This set of scripts is used to enrich citation data with links to dbpedia and wikidata and then transform that citation data into a dynamic GML graph.
The citation data source for this script was downloaded from here: https://sites.google.com/site/vispubdata/home
It contains information on IEEE Visualization (IEEE VIS) publications from 1990-2020.
Data Citation: Petra Isenberg, Florian Heimerl, Steffen Koch, Tobias Isenberg, Panpan Xu, Chad Stolper, Michael Sedlmair, Jian Chen, Torsten Möller, and John Stasko. vispubdata.org: A Metadata Collection about IEEE Visualization (VIS) Publications. IEEE Transactions on Visualization and Computer Graphics, 23(9):2199–2206, September 2017. (doi: 10.1109/TVCG.2016.2615308)
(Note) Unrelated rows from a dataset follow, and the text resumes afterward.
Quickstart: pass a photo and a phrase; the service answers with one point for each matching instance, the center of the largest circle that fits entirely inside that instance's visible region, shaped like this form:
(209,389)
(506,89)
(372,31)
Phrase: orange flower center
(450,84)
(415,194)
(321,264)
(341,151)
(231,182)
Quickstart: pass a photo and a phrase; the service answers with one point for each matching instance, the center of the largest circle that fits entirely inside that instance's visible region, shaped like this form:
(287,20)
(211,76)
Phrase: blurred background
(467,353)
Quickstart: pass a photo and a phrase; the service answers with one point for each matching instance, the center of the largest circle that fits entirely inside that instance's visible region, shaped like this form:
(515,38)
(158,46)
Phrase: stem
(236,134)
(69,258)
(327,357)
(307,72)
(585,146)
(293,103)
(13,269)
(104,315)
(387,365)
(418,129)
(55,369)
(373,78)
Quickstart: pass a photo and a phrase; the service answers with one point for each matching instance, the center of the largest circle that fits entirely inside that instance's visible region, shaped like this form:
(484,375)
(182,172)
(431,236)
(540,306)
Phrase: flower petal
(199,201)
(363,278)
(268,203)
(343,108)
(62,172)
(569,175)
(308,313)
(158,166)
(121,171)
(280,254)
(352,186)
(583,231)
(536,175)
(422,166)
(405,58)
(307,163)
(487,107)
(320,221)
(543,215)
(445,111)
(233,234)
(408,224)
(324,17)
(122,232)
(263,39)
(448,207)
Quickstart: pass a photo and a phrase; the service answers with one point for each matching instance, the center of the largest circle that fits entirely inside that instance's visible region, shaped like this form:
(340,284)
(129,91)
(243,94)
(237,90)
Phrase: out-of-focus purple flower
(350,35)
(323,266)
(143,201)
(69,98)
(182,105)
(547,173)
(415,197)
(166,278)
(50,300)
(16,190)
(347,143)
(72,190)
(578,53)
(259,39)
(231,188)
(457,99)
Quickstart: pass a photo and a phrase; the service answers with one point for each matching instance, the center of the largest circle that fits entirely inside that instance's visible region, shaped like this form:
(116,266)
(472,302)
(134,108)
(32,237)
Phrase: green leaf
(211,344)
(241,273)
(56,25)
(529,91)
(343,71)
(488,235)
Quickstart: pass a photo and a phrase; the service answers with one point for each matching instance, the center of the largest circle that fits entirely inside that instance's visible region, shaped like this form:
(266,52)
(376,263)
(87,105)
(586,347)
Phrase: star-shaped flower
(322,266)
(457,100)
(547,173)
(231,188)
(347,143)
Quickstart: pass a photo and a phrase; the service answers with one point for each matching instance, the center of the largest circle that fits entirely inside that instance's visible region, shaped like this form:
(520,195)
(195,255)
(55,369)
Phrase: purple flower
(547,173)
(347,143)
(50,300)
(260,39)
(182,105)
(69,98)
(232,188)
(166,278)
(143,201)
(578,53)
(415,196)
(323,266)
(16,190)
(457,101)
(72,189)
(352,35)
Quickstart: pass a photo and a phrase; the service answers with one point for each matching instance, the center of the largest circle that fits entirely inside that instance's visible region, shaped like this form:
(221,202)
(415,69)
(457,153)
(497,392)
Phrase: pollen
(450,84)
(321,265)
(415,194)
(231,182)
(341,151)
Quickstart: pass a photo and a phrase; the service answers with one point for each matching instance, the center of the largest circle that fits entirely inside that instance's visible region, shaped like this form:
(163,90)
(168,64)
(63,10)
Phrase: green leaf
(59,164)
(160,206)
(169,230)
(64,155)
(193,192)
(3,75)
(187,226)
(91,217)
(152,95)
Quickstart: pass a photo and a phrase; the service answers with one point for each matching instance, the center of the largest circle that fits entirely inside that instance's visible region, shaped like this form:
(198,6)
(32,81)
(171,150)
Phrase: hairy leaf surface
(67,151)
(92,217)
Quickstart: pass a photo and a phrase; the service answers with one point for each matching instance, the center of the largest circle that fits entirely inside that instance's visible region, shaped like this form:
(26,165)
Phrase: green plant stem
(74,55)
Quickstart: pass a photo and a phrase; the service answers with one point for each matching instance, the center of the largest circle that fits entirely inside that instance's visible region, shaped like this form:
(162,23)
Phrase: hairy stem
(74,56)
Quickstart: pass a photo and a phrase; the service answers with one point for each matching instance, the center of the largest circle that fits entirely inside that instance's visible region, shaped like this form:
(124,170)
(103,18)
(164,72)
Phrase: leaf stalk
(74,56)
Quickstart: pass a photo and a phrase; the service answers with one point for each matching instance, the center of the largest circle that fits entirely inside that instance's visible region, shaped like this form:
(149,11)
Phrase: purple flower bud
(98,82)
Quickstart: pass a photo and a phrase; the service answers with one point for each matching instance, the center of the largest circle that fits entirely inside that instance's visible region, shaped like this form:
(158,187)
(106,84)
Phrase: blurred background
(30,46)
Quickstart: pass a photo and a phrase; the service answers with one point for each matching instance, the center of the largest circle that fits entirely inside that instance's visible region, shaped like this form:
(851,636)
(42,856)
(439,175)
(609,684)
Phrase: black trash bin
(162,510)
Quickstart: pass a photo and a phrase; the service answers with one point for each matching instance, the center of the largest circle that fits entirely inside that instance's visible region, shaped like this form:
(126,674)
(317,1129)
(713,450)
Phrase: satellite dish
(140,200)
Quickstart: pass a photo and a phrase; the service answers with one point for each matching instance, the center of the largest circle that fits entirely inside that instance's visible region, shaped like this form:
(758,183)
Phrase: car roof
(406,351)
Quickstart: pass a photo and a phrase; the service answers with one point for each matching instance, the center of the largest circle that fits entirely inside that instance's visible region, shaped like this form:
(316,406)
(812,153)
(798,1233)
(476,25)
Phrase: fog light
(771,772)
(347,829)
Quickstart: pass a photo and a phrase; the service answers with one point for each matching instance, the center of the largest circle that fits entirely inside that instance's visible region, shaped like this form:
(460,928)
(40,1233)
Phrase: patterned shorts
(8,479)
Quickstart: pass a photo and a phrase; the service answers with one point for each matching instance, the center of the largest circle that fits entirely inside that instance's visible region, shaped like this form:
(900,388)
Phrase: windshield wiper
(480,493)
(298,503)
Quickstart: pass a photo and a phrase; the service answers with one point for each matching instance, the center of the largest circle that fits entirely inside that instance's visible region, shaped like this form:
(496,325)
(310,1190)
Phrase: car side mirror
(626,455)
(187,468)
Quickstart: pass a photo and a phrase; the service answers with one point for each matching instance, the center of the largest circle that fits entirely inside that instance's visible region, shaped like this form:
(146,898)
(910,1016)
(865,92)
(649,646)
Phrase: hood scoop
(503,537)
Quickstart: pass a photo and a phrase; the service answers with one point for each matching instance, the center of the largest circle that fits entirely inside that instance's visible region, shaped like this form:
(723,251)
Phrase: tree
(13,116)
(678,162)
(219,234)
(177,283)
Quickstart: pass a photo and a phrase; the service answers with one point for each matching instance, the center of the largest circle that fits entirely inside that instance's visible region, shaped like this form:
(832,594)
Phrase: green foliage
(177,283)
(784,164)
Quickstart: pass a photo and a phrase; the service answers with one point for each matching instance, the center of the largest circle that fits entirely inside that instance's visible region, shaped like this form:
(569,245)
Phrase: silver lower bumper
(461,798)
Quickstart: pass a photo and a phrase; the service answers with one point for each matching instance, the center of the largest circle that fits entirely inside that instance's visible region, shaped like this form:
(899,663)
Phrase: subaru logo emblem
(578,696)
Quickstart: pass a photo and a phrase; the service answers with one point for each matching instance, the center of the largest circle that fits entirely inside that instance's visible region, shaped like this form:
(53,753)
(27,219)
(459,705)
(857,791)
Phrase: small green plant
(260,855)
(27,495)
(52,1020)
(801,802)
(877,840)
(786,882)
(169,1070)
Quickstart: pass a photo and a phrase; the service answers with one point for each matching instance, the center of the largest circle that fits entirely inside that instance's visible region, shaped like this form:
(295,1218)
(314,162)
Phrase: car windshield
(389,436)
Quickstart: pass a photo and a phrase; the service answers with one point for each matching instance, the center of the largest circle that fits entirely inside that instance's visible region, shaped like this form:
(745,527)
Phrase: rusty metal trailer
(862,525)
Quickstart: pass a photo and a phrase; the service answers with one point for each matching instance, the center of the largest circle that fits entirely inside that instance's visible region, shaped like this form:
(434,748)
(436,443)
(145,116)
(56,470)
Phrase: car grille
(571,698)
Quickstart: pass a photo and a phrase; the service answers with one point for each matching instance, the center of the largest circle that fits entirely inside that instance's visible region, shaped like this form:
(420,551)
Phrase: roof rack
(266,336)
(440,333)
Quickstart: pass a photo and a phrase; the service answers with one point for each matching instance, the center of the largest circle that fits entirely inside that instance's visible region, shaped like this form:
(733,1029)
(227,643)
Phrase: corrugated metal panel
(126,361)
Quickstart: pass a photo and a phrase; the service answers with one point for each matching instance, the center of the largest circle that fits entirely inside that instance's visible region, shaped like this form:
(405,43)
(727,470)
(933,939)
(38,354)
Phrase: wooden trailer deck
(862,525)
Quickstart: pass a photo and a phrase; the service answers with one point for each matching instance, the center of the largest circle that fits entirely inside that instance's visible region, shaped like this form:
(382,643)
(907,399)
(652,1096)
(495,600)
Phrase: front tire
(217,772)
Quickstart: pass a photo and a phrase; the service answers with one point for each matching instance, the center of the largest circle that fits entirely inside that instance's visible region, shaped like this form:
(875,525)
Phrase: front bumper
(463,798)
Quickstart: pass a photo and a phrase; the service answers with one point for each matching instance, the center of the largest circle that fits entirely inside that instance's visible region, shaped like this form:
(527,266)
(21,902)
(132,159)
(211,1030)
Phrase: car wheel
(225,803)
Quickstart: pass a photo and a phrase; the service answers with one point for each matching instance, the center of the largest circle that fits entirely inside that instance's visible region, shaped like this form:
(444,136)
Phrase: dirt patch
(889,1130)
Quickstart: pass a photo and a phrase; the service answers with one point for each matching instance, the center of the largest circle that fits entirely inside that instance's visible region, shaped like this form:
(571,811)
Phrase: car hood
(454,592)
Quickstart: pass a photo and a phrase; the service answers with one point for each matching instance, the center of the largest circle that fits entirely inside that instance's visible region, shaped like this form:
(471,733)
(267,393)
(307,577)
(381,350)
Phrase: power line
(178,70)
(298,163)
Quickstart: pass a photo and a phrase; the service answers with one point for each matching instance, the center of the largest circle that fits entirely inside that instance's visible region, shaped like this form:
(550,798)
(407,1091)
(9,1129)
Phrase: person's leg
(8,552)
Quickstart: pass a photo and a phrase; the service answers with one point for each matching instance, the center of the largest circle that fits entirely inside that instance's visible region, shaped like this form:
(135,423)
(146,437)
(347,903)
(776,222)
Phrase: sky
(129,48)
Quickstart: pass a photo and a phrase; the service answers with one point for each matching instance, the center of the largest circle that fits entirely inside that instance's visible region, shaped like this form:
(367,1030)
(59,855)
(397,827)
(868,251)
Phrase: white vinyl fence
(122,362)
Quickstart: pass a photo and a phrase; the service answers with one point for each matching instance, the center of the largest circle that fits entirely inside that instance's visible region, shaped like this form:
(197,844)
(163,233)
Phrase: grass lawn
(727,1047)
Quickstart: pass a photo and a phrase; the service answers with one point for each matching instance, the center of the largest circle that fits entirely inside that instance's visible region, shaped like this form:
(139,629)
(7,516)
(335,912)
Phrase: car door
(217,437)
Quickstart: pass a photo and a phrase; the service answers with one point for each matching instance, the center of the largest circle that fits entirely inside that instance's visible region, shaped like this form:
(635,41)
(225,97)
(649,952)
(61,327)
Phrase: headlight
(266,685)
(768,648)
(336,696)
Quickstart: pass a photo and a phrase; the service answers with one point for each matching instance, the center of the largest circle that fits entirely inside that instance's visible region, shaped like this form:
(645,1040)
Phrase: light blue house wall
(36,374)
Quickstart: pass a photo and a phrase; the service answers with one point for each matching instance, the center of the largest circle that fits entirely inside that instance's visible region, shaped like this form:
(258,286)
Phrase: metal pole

The data pipeline is as follows:
Download from https://sites.google.com/site/vispubdata/home
↓
publications.csv --> Transform to JSON using CSVtoJSON.py
↓
publications.json --> Enrich with DBpedia and WikiData links using get-concepts.py.
↓
enriched-publications.json --> Transform JSON to XML using JSONtoXML.py
↓ enriched-publications.xml (Intermediate file generated by JSONtoXML.py script) ↓
enriched-publications-eprints-model.xml --> Transform to a dynamic co-concept graph in GML format using Pig Latin script eprints-items-publications-date-merged-edges.pig
↓
OUTPUT/merged-file-co_node-dynamic-gml-with_edge_labels-withheader.gml --> Open directly with Gephi, apply layout and visual mappings, save and export renders
↓
-
enriched-dynamic-GML.gephi (saved gephi file)
↓
-
interactive folder contains interactive visualization exported using Gephi sigma exporter plugin
-
renders folder contains exports of visualizations of the graph from Gephi.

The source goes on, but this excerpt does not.